De cette conception de l’intuition ressortent d’importantes conséquences: d’abord sans doute la logique formelle, la logique du discours est incapable de rendre raison de l’existence des objets de connaissance. Mais, par ailleurs, l’acte constructif est toujours limité par l’existence d’une réceptivité, et la connaissance intuitive ne peut jamais atteindre des objets absolus ou transcendants: l’intuition intellectuelle du vrai, au sens où le concevait la philosophie classique, perd son sens. S’il y a chez l’homme un équivalent d’une connaissance trans-sensible, celle-ci n’est plus «savoir» mais «conscience»: la conscience atteste l’existence du sujet sous la succession de ses états sans dévoiler sa nature; ou bien elle confirme la destinée du sujet libre par le sentiment de l’obligation morale ou par le sentiment esthétique de la finalité, sans éclairer la relation du sujet à l’absolu. Étant intuitive et active, la connaissance humaine est de ce fait même finie.

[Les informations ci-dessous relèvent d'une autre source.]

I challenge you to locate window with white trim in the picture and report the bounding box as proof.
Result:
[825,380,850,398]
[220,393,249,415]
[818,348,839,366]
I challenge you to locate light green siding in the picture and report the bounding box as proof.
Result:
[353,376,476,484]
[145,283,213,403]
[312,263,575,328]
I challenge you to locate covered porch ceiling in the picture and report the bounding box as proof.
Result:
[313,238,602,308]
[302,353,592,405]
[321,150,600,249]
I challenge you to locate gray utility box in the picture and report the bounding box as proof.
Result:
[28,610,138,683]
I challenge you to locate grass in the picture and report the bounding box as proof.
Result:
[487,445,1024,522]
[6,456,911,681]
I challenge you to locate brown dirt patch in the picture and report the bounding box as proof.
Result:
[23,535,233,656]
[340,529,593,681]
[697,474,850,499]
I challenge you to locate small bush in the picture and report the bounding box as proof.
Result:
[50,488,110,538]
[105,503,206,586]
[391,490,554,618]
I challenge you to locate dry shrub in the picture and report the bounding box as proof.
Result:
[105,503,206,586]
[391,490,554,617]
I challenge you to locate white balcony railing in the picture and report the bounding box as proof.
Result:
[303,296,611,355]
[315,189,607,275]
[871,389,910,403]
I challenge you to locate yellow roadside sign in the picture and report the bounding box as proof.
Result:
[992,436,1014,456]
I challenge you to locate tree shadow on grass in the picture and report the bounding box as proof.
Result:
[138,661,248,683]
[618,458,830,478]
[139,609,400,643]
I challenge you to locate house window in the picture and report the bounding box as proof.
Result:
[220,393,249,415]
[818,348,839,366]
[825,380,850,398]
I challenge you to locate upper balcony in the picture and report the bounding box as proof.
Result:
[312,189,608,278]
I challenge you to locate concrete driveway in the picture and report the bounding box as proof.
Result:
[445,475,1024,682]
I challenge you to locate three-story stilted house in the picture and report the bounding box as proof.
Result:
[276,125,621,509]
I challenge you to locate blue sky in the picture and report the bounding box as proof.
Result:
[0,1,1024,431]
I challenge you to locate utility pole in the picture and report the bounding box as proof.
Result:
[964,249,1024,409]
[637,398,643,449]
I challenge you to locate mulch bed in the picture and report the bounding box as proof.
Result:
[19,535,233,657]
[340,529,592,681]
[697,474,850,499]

Cette idée du savoir, rationnelle et positive à la fois, a été retenue par l’école de Marbourg qui exerça une influence notable sur la conception philosophique des méthodes et de la portée de la science. Mais, avec l’«idéalisme absolu» des post-kantiens allemands, la doctrine de l’intuition se donne une signification plus ambitieuse. Elle récupère en grande partie les pouvoirs qui étaient ceux de l’intuition intellectuelle chez Plotin ou chez Spinoza, tout en leur adjoignant les pouvoirs réflexifs de la conscience et la fonction active et productrice d’une pensée qui instaure ses objets.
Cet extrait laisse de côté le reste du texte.